The War at Troy ends with the Greek victory inside the Trojan walls in the haunting image of Odysseus, standing at the door of Helen’s room, watching Menelaus looming above her on her blood-drenched bed, moaning as he raises his sword, yet, as Helen bares her neck and breast consenting to the sacrifice, eventually lowering his sword which slips to the floor while he “sits down on the bed beside his wife and quietly begins to weep.”

IN THE RETURN FROM TROY, Phemius, now ten years older, continues his story as a prayer to Odysseus, fulfilling his pledge to Odysseus to sing a song that “vindicates the justice of the gods”. This second book begins where the first ended, and tells the story of the terrible destruction after Troy fell, the ramifications of the bloodshed, and Odysseus’s nine-year journey home to his wife Penelope and their olive-tree bed.

It is in Odysseus’s delayed return that the justice of the gods is most poignantly explored, and here again Clarke’s comprehensive understanding of mythology and his immense poetic gifts find their unique synthesis. For what, long ago, was expressed as the competing wills of the gods imposed upon human beings now discloses itself as the tragically contradictory impulses entangled in the bewildering choices the characters find they have made almost against their choosing. Odysseus is revolted by the carnage inside Troy and protests furiously to Agamemnon, who had ordered it in direct betrayal of Odysseus’s own pledge to the Trojan Antenor.
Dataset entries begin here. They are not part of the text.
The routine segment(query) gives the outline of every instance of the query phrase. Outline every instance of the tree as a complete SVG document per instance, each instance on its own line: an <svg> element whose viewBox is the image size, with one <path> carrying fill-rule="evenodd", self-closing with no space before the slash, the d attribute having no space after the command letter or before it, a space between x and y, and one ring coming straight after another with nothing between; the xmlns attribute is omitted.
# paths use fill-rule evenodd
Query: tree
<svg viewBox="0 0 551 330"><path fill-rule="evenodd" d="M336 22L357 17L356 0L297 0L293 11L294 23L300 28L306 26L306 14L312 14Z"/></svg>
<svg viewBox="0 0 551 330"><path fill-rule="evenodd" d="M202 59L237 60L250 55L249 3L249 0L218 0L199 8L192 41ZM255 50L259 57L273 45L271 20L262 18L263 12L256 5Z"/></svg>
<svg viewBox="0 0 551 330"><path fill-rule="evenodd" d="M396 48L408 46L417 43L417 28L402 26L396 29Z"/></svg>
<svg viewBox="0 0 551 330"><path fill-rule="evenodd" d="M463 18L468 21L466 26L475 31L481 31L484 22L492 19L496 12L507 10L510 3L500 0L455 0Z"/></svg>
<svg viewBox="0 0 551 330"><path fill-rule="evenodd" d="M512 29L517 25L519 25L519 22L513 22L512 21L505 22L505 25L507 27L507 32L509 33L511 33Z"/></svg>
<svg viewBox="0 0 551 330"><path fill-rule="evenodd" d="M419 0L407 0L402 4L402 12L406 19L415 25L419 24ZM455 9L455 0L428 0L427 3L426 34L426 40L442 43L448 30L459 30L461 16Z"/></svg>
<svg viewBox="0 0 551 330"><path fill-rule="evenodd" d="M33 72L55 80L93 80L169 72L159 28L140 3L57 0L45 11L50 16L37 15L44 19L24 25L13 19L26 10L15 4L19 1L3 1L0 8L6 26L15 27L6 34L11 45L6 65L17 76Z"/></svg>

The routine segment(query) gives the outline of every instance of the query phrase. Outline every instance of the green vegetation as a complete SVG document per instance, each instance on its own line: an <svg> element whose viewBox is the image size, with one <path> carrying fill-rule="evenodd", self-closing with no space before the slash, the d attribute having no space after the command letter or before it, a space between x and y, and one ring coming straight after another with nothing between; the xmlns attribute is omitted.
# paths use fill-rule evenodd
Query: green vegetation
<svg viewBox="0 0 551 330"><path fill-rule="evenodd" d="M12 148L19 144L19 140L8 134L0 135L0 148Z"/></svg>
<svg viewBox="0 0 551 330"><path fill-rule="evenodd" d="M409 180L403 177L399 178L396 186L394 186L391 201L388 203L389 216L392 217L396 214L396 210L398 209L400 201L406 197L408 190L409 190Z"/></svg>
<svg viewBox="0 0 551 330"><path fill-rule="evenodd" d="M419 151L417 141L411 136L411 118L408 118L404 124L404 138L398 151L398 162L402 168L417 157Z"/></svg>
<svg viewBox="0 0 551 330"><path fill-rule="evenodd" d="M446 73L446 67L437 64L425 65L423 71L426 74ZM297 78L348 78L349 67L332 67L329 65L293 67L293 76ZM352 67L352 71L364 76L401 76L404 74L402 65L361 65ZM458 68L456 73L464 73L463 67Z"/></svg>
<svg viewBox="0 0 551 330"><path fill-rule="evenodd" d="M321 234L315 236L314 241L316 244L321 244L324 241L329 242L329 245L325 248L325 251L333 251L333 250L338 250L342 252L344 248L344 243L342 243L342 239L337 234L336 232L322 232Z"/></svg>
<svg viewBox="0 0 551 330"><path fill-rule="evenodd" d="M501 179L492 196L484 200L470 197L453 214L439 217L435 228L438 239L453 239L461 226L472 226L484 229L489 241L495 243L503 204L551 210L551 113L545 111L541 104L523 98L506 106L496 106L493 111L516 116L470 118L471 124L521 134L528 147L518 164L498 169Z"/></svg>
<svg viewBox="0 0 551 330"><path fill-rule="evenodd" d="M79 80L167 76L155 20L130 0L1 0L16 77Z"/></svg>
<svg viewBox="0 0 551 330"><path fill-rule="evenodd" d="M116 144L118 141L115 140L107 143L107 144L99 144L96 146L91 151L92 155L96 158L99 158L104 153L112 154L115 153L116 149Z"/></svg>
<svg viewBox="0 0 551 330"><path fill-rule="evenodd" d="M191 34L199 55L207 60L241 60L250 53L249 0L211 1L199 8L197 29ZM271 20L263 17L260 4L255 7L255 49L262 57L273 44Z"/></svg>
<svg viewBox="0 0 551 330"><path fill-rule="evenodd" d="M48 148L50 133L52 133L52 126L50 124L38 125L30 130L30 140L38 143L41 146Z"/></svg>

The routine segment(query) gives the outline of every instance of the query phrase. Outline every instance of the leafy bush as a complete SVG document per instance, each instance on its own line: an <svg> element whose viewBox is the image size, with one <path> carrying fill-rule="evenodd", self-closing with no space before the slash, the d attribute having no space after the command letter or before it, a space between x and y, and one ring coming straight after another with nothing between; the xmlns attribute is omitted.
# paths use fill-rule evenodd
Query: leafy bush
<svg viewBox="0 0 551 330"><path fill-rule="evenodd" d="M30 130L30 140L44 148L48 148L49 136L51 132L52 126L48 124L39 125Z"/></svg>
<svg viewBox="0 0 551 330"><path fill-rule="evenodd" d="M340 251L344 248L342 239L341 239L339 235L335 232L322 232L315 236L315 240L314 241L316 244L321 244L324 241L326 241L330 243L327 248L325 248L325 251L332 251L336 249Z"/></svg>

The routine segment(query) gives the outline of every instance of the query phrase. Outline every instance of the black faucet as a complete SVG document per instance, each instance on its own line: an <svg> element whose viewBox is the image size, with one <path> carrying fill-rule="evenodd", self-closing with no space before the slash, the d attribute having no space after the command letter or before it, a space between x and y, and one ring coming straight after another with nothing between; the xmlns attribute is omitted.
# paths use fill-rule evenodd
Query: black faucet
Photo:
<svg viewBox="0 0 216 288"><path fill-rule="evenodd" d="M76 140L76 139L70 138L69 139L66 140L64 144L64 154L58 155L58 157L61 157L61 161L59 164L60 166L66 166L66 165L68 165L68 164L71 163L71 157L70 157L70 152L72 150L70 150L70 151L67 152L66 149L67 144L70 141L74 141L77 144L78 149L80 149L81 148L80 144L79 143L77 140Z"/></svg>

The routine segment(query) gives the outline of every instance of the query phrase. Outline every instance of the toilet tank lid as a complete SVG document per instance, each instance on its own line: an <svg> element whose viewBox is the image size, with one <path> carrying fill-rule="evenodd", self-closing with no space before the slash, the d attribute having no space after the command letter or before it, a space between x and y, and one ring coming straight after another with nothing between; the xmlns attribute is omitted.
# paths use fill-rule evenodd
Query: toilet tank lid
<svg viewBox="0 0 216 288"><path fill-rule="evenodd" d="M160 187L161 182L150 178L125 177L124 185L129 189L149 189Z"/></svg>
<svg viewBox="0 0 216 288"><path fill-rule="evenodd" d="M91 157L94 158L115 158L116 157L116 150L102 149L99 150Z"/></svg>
Yet suddenly he joins in: “He stood swaying a moment, possessed by brief startling intimations of another life in which, with a frenzy entirely alien to his nature, he too had joined the massacre.” He dreams himself back in Ithaca walking to greet his wife with open arms, but he sees her eyes “gaping with horror” at the blood dripping from his fingers, and he realises “such an embrace of blood could never be acceptable.”

In other words Clarke locates the reason for Odysseus’s delay deep within his conscience: he must cleanse himself of blood before he is worthy to return to his wife. The gods re-emerge from the passionate depths of the human psyche (where, some might say, they always have been), but now they speak through dreams and visions, unforeseen intuitions and the compelling claims of conscience.

The two books together compose a Descent and an Ascent, in the manner and form of the ancient Mystery traditions. For if, in the first book, Odysseus and his comrades in arms descend into the underworld of strife and combat, with ‘the enemy’, with each other and with themselves, in the second book the long and prolonged journey of Odysseus may be seen as a gradual ascent into a state of reunified being in which his ‘voyaging soul’ comes at last to find peace and love. This is truly a myth for our time.

Jules Cashford is the author of The Moon: Myth and Image and co-author, with Anne Baring, of The Myth of the Goddess.